Rover feels your pain

That was the word from the Clever Dog Lab in Vienna, Austria, when 53 dogs heard recordings of people, pooches, and rustling leaves. Sounds of negative emotions—whether from a crying person or whining dog —elicited signs of distress in the canines themselves. Clever researchers!

If you tend to see the glass as half-empty…

…good company may help. University of Maryland researchers pinged 127 students on their phones several times a day for a week, asking questions about their emotional status and who they were with. Particularly for those with a more negative disposition, interacting with close friends or loved ones brought a big boost in mood and optimism.

You touch it, you buy it

Researchers at the University of British Columbia found in a survey that online shoppers using a touchscreen device made more “hedonic” purchases (like a restaurant gift card) than “useful” ones (like a grocery gift card). The reverse was true for laptop users. Touchscreen shoppers were also more likely to report impulsive, fun-seeking thoughts while shopping. One explanation is that touch triggers an emotional connection, so if we “touch” an item, we tend to want it more. In addition, many of us associate laptops with logic and work, whereas our smartphones or tablets are for leisure and reward.

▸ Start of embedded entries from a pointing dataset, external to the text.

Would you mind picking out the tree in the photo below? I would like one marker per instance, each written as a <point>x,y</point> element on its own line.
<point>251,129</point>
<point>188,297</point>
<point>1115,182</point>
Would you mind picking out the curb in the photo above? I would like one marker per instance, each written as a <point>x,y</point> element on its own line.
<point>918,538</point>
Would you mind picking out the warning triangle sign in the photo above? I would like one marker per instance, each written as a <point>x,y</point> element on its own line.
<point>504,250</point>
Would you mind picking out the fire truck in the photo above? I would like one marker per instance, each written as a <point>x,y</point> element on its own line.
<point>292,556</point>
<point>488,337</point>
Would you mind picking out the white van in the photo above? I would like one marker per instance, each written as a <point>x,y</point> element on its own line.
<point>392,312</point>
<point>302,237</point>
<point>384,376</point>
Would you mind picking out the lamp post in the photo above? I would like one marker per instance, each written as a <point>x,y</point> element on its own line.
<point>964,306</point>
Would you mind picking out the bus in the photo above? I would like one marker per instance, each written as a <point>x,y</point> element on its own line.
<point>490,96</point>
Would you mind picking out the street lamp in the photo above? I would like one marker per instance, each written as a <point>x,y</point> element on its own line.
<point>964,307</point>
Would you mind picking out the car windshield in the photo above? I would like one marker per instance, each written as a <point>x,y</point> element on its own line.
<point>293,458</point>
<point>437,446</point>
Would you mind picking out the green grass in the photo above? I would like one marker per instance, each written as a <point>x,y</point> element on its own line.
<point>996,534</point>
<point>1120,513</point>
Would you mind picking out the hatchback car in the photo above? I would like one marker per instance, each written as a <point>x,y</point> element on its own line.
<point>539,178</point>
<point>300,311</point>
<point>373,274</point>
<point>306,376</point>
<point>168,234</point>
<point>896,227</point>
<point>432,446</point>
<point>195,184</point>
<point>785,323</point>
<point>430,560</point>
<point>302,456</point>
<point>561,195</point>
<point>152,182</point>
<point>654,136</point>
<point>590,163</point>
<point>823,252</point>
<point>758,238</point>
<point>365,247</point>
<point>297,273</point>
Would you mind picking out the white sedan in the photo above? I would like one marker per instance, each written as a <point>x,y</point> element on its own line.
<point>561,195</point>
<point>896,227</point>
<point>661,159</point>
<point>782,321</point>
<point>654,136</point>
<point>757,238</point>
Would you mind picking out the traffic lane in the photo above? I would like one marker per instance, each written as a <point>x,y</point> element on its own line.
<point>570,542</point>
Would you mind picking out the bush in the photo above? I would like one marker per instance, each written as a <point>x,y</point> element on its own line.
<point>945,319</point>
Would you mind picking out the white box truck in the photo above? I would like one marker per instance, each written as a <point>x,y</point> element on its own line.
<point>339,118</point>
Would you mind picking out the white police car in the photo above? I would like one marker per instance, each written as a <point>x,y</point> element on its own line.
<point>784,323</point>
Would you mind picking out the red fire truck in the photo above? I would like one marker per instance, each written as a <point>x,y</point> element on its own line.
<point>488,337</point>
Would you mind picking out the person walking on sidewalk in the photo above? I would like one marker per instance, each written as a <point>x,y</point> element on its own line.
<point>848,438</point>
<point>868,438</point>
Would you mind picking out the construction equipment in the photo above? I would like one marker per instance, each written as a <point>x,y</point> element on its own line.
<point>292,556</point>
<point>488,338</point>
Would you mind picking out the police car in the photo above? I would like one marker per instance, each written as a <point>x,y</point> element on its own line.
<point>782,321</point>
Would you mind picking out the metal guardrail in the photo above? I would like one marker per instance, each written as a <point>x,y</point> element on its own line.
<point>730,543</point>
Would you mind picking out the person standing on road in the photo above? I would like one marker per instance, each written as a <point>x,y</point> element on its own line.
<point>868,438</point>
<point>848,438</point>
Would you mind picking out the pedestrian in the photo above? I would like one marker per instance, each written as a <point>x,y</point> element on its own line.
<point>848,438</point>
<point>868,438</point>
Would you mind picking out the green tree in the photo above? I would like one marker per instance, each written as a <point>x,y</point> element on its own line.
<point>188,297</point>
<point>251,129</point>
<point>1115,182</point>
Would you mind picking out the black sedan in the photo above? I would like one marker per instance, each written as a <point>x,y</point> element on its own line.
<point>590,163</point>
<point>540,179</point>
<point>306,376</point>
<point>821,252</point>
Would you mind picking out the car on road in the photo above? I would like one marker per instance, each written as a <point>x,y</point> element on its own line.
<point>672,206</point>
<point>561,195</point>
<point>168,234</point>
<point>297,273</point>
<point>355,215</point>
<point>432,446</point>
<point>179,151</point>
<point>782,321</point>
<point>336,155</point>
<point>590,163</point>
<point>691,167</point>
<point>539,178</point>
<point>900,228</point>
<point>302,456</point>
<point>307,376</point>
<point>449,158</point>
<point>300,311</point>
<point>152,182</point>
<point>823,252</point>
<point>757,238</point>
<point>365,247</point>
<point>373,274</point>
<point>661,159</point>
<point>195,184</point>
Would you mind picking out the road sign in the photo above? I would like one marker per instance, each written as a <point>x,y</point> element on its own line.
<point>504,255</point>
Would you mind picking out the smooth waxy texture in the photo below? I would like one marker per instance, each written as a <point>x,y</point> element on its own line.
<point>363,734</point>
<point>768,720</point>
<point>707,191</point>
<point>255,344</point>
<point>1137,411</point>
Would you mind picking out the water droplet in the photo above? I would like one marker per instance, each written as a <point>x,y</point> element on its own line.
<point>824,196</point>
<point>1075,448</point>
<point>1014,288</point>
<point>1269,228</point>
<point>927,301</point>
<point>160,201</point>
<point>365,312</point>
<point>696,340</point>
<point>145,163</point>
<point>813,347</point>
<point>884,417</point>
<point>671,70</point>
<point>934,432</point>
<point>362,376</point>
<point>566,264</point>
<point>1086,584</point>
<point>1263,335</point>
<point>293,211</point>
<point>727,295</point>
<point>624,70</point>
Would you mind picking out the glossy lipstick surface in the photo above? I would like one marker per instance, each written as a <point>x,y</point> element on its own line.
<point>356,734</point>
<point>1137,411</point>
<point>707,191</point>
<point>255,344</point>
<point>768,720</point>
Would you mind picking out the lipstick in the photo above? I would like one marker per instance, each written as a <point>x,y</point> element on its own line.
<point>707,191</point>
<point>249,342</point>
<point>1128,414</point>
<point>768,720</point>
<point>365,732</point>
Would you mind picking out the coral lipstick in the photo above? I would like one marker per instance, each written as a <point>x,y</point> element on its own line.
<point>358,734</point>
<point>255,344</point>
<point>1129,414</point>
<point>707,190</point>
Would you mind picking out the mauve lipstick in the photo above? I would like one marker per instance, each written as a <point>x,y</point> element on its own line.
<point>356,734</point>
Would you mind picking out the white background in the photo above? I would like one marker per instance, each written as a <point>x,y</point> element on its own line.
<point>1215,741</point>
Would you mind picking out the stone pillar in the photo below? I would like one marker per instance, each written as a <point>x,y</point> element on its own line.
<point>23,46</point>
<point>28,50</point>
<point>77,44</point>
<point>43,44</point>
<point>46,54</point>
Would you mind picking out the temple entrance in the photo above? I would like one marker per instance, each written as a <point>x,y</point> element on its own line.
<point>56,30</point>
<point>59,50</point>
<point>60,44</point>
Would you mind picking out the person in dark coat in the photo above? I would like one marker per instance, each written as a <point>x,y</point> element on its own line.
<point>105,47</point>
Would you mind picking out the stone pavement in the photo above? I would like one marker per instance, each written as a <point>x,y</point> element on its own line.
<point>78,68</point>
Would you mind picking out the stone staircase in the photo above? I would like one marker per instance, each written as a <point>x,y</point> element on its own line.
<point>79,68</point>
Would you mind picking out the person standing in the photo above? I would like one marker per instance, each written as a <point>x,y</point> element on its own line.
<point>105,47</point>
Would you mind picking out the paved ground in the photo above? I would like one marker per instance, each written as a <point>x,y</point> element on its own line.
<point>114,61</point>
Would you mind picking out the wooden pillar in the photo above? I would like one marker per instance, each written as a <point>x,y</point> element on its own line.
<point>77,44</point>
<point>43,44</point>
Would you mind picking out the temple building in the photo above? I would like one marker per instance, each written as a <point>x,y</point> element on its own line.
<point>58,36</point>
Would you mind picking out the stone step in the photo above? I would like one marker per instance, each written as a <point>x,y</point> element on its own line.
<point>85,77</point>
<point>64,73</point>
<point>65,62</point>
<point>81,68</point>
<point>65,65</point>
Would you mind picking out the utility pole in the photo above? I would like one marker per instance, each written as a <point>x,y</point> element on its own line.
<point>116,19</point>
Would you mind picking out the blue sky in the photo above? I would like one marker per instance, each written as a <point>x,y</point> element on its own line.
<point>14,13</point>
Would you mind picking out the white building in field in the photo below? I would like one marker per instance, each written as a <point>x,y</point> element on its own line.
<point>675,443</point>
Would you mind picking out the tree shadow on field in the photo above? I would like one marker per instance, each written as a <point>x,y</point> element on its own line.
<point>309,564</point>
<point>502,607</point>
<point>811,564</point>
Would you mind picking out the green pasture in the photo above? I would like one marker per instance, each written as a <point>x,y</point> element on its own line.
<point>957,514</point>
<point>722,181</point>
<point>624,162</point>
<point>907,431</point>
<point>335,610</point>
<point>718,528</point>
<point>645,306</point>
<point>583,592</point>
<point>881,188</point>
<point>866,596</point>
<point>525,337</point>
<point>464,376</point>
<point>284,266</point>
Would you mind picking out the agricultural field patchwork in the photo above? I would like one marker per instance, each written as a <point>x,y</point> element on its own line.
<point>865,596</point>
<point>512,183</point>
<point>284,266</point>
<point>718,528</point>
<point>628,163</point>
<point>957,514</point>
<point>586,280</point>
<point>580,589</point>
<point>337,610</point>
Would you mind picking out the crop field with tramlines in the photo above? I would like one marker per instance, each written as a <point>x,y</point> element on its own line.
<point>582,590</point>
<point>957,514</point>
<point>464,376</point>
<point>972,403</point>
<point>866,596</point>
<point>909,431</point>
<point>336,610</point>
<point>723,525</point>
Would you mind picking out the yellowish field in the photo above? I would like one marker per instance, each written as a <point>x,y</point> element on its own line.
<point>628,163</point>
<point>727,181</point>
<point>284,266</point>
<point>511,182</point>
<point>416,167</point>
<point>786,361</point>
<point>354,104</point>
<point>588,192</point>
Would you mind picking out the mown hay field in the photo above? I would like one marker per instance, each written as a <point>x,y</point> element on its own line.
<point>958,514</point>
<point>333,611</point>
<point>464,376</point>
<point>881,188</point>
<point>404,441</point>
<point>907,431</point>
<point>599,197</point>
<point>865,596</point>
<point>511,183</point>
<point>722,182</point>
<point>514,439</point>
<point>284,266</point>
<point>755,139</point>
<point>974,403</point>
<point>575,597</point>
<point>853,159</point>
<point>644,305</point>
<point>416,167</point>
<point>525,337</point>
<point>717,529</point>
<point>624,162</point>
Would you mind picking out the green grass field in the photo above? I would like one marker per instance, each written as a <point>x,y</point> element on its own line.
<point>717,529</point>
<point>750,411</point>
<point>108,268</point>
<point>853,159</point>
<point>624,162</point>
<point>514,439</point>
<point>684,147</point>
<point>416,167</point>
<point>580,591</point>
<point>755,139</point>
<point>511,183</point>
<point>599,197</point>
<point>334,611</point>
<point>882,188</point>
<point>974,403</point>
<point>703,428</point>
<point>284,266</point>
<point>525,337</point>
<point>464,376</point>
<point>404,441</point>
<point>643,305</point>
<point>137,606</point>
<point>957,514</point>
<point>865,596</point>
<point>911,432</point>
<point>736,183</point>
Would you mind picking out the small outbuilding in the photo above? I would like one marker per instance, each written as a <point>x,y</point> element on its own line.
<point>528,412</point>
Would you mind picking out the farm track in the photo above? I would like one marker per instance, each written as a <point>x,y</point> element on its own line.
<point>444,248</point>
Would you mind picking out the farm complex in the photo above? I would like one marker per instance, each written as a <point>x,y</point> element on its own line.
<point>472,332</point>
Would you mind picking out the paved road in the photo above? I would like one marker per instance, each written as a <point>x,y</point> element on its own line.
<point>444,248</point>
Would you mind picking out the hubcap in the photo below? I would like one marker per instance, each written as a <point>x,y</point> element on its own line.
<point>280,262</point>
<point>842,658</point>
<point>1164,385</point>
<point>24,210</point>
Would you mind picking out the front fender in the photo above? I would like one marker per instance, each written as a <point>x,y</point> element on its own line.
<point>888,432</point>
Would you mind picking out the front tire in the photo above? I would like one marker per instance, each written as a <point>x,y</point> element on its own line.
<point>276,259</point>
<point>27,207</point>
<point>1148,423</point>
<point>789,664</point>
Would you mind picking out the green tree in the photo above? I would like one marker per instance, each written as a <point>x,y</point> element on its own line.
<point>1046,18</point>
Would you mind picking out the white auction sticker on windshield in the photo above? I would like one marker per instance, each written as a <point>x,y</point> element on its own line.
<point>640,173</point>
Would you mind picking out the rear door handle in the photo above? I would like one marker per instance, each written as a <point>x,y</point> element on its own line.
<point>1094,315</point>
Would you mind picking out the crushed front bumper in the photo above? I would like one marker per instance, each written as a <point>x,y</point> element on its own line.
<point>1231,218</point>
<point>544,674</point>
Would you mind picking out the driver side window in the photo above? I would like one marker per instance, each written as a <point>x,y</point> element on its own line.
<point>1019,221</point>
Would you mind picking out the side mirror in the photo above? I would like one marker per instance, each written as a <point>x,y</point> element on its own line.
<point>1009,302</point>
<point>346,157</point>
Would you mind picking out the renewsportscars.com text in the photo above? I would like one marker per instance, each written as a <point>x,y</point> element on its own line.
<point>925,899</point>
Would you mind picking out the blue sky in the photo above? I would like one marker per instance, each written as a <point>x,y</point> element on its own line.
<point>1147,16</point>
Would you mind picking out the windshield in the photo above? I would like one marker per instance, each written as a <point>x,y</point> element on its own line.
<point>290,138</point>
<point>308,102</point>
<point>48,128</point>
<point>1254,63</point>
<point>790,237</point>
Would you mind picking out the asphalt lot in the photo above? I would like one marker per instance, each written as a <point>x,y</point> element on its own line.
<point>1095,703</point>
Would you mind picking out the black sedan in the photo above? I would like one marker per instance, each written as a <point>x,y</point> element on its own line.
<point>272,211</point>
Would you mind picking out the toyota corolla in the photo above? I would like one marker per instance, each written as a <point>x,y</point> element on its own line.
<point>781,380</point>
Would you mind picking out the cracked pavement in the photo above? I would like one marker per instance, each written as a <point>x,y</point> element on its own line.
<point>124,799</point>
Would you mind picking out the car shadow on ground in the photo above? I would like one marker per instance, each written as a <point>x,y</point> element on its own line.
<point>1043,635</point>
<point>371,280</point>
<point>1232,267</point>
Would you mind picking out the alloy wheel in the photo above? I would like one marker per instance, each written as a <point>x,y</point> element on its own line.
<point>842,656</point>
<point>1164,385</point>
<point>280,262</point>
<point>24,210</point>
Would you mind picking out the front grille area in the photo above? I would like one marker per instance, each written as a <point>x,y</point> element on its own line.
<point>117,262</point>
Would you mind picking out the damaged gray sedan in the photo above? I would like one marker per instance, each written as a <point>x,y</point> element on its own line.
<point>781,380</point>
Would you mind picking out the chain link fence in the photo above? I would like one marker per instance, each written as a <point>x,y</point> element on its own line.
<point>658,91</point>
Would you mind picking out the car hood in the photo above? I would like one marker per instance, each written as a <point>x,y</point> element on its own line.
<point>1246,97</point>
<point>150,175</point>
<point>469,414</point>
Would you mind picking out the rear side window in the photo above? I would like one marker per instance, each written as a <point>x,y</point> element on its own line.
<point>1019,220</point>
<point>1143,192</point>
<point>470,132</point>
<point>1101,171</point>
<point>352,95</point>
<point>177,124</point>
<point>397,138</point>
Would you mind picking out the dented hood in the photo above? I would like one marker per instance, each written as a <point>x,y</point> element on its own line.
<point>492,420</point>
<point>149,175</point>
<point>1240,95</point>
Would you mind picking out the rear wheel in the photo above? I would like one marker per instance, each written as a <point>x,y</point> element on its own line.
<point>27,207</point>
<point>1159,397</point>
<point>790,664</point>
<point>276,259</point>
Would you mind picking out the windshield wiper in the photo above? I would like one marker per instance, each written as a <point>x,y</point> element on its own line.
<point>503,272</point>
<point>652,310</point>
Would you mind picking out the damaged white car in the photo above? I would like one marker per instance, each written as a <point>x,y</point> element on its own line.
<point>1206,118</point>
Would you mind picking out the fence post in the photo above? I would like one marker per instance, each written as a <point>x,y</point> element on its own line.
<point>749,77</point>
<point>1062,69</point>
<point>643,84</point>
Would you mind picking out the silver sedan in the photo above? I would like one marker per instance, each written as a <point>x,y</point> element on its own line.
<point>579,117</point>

Step out of the salt mines

Want to work less but perform just as well? A mindfulness practice called meditation awareness training (MAT), which includes a focus on loving-kindness and meditative work, may be the ticket. European researchers taught MAT to 35 people who fit criteria for being workaholics (yes: there are criteria for this). After three months, compared with a group assigned to a waiting list, the MAT group showed fewer workaholic tendencies and were more satisfied at work. Their managers, meanwhile, reported no drop in their performance.

Defending memory from stress

Stress is an enemy of short-term “working memory,” which lets you briefly hold and manipulate information in your brain. In military personnel, this skill is known to decline during stressful periods like combat deployment or even field training. Can mindfulness help? In a University of Miami study, researchers provided eight hours of mindfulness instruction to US soldiers over a month during pre-deployment training, then instructed them to practice daily for the next four weeks. The investigators tested the soldiers’ short-term memory before and after the intervention. In 33 soldiers who completed a mindfulness program that emphasized in-class exercises, researchers detected no deterioration in working memory. In 37 soldiers who took a lecture-focused mindfulness course, memory scores dipped—but the most slippage occurred in a third group that got no mindfulness training at all. By bolstering cognitive resilience, the researchers say, mindfulness may help prevent errors during combat. Civilians in high-stress, high-performance situations may reap similar benefits.